4. Inability to explain one’s faith is devastating. Finding an ability to explain and take ownership of faith requires a body of peers with interaction as equals, even if some are mentors and others students.

The Only Path? It is interesting to compare Koch’s story with Darrel Falk as described in the CT article by Stafford. We could look at a number of points. Koch and Falk both searched for meaning and desired to stay in the church and faith of their youth. One element strikes me here as especially important – the issue of community.
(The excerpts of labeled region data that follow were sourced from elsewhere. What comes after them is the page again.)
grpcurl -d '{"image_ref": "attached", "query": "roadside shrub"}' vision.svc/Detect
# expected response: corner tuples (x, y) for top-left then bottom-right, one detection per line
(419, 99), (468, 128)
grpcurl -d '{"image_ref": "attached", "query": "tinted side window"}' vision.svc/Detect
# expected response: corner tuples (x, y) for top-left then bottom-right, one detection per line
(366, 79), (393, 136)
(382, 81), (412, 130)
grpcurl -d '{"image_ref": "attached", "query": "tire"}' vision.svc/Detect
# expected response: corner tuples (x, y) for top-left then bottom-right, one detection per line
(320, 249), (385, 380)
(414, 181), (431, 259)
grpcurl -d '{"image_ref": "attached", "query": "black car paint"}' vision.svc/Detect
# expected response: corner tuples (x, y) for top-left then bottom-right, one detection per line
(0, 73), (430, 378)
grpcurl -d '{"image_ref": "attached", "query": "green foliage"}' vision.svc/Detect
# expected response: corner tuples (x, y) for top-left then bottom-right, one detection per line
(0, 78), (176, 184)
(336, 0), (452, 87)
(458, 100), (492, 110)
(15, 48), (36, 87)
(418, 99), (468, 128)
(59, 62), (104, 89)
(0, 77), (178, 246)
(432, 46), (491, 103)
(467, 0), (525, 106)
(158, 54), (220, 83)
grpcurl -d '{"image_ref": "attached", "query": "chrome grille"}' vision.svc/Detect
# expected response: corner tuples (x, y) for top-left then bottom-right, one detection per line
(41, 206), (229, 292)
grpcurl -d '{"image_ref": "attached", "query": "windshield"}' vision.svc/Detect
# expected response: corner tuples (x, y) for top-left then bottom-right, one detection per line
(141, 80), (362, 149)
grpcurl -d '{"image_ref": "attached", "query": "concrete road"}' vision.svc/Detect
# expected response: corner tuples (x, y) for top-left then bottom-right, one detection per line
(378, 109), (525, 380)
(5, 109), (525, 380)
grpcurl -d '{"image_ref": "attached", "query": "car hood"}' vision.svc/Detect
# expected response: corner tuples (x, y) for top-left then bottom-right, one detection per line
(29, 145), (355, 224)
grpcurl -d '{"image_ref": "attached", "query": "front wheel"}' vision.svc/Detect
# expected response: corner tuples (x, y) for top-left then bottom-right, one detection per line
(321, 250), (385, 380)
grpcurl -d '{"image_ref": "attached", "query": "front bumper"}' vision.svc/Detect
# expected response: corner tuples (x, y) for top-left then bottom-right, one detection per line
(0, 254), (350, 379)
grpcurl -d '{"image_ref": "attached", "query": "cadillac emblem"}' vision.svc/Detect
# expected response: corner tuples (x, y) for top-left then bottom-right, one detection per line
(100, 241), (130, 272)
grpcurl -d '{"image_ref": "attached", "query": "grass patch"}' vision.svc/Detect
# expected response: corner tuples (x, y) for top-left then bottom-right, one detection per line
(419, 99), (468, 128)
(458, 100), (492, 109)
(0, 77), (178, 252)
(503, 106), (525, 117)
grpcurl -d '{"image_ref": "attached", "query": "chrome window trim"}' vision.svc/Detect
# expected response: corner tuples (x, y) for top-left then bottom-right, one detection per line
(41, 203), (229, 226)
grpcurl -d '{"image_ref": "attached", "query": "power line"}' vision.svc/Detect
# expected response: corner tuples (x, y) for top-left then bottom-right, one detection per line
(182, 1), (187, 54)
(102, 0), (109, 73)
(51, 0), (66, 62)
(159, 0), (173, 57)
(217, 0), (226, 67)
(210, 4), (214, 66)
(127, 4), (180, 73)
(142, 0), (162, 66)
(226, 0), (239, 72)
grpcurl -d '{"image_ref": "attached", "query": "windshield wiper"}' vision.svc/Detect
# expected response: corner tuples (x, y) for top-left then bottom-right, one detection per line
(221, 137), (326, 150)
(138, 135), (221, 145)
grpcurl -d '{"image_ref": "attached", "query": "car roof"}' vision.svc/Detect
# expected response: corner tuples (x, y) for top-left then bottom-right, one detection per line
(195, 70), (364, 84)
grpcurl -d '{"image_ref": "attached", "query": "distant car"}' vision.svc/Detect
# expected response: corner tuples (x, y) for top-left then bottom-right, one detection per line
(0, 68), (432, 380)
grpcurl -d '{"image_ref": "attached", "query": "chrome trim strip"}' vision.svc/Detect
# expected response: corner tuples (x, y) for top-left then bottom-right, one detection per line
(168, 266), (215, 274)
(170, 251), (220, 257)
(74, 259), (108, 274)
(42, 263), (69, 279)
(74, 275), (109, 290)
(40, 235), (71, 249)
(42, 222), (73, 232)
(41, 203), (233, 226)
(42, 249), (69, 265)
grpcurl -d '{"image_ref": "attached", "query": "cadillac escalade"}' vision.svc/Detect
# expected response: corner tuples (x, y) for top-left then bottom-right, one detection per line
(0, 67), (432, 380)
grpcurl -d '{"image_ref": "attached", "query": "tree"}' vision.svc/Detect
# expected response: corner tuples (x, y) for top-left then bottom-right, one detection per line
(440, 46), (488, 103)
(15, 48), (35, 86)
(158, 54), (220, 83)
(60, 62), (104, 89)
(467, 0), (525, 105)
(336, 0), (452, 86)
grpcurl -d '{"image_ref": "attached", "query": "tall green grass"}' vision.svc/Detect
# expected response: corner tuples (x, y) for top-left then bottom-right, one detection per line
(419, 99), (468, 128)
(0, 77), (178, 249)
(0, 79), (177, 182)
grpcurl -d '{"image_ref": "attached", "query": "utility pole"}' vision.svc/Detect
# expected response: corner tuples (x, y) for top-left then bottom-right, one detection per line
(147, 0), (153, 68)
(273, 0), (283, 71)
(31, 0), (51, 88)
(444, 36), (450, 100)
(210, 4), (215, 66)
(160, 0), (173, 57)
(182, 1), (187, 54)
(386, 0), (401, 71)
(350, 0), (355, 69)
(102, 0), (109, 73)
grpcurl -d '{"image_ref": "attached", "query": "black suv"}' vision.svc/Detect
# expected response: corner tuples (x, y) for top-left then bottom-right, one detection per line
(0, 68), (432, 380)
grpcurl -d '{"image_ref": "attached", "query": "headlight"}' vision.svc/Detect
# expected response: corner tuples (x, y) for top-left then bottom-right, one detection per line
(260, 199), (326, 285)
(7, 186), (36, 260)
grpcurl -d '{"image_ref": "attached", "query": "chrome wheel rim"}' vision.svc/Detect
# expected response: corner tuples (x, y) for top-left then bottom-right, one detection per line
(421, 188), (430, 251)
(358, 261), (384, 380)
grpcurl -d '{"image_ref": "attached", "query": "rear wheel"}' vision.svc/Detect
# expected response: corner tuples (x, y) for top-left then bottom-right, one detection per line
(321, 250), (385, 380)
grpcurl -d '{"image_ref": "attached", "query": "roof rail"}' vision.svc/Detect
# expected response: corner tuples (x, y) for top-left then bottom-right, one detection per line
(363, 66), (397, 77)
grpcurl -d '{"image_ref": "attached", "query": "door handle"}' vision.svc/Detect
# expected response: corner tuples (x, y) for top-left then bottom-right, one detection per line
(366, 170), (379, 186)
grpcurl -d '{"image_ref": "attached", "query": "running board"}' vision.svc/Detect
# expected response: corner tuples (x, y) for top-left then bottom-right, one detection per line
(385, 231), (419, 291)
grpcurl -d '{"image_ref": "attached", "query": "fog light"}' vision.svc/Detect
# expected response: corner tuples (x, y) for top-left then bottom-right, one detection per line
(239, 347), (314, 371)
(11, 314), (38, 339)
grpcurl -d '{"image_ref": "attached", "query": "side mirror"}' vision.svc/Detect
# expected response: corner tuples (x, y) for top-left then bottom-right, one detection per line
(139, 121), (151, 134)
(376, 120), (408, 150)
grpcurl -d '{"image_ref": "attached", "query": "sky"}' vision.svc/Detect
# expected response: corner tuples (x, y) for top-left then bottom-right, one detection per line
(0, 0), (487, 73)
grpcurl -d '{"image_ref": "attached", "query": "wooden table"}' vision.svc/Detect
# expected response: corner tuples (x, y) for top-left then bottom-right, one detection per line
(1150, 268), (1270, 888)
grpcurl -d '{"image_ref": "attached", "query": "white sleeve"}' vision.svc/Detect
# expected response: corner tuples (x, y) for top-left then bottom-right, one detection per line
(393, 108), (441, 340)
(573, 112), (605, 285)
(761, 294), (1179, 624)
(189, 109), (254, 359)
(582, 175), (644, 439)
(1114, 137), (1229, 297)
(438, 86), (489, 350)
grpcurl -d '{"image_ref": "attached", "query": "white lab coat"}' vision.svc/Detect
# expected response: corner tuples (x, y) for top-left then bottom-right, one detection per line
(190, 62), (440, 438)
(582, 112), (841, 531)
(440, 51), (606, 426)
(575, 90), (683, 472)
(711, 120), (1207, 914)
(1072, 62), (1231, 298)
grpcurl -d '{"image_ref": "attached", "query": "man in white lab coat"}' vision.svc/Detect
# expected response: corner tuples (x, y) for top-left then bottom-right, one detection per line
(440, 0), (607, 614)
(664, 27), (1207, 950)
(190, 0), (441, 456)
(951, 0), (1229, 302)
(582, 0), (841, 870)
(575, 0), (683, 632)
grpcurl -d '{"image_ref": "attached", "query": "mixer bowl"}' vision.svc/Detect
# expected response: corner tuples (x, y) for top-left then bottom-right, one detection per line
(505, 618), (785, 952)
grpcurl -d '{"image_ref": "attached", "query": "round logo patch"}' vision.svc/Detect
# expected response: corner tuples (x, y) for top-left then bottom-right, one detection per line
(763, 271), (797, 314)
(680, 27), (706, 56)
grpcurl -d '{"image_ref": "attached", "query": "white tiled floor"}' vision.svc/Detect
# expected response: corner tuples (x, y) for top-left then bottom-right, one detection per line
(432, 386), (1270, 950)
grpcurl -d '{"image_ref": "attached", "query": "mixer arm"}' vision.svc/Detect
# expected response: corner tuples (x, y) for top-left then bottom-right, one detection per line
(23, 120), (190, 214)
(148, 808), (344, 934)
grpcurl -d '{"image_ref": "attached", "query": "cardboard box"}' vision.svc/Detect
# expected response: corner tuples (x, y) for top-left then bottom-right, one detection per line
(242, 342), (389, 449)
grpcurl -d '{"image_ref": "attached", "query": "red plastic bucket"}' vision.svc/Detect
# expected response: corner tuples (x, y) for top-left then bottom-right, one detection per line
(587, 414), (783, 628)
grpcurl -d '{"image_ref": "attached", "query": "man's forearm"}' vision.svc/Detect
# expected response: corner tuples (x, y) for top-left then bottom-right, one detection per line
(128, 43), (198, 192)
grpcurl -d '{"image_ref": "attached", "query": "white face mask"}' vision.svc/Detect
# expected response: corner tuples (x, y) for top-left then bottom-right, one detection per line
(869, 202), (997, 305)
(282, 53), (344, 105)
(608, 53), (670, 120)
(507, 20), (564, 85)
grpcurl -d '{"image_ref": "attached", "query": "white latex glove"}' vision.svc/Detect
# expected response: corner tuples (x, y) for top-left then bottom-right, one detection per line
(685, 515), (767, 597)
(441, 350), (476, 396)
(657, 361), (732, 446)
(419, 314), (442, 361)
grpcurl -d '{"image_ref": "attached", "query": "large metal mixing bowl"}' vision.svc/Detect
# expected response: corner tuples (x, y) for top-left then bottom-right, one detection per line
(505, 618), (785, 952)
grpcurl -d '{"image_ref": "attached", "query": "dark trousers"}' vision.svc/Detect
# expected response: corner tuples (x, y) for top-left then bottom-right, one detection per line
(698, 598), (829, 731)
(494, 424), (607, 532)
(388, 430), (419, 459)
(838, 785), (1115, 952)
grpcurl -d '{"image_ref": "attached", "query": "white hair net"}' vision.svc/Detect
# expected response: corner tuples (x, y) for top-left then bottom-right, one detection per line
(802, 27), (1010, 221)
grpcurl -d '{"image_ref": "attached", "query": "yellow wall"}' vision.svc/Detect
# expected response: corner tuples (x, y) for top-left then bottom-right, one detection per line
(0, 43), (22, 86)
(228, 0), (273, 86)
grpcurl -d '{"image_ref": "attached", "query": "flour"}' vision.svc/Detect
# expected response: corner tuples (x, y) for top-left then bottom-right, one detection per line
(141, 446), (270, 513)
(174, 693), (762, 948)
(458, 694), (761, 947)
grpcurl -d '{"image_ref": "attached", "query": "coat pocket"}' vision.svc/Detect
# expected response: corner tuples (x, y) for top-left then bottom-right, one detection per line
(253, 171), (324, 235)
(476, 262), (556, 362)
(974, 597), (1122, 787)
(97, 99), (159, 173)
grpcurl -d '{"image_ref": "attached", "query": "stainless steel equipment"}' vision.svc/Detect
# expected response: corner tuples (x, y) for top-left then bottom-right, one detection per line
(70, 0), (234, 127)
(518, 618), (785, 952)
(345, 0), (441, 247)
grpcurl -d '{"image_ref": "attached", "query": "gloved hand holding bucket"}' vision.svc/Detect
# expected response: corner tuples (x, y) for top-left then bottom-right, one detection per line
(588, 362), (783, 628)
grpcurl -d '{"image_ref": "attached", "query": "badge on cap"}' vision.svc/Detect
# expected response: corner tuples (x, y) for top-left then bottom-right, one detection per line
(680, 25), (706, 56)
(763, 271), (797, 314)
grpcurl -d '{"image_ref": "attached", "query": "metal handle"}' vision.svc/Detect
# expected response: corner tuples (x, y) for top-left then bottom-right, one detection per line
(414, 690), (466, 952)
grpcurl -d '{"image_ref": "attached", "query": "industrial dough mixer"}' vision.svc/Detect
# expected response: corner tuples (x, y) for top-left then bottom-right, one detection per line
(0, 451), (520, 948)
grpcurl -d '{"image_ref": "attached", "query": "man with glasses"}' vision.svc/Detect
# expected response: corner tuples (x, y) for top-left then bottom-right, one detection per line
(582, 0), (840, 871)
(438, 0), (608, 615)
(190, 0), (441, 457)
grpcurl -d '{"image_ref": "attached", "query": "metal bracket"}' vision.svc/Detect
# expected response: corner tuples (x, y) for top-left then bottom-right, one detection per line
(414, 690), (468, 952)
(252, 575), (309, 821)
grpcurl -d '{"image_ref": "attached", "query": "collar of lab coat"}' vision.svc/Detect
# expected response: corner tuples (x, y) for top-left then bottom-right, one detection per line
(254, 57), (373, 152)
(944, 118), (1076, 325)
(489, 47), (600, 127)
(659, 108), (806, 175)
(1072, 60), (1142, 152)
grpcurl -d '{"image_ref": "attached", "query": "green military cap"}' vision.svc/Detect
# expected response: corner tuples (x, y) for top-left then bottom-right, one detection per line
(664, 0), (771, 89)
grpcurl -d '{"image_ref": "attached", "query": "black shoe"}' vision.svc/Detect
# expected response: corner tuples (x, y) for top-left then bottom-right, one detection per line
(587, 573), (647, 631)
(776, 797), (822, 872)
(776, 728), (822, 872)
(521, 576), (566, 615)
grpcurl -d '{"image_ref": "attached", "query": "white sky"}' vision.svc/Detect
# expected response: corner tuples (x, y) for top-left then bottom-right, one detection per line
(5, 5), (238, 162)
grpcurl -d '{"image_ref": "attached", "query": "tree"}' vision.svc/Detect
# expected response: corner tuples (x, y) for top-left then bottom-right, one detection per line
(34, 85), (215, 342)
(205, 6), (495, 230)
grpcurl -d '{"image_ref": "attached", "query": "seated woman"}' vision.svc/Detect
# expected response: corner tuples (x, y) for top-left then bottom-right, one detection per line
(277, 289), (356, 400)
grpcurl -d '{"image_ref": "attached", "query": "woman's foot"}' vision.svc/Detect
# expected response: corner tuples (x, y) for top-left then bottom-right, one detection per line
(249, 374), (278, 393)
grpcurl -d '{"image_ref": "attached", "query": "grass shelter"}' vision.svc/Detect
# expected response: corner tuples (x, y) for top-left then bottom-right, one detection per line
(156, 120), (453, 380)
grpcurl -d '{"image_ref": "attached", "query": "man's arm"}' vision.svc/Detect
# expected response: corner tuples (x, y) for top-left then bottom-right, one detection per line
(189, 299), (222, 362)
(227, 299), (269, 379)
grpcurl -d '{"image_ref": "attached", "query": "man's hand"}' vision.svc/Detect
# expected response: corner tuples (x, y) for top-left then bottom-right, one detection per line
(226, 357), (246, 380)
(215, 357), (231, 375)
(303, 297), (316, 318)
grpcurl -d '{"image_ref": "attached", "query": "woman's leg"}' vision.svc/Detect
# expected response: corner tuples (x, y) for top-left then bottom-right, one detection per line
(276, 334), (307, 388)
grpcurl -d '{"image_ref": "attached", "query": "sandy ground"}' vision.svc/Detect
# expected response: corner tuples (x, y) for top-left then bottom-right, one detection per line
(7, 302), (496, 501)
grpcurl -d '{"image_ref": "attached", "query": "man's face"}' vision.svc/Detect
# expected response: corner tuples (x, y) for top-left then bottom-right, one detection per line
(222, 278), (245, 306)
Falk searched for a church where he could be part of a community – and looked for community at work as well.

Falk also worked hard to build a Christian fellowship among faculty and grad students at Syracuse. Working on the genetics of the fruit fly, Falk gained tenure. He loved teaching. Gradually, though, he began to long to work at a Christian community.

I don’t know the history behind this longing of Falk’s, but I can speculate a little. It is hard week after week, year after year, to be embedded in an environment where most colleagues feel that religion is, in the words of Crick “woolly-headed thinking” unworthy of serious consideration or interaction. Tolerated, but not respected or understood.

Koch wrestled with the conflict, and the pressure of community, and eventually lost his faith. And Catholics in this environment are moderately respectable, unlike evangelicals.

Where is a Christian scholar to turn?

Is the only option the Christian academy?

What role can pastors and church leaders play?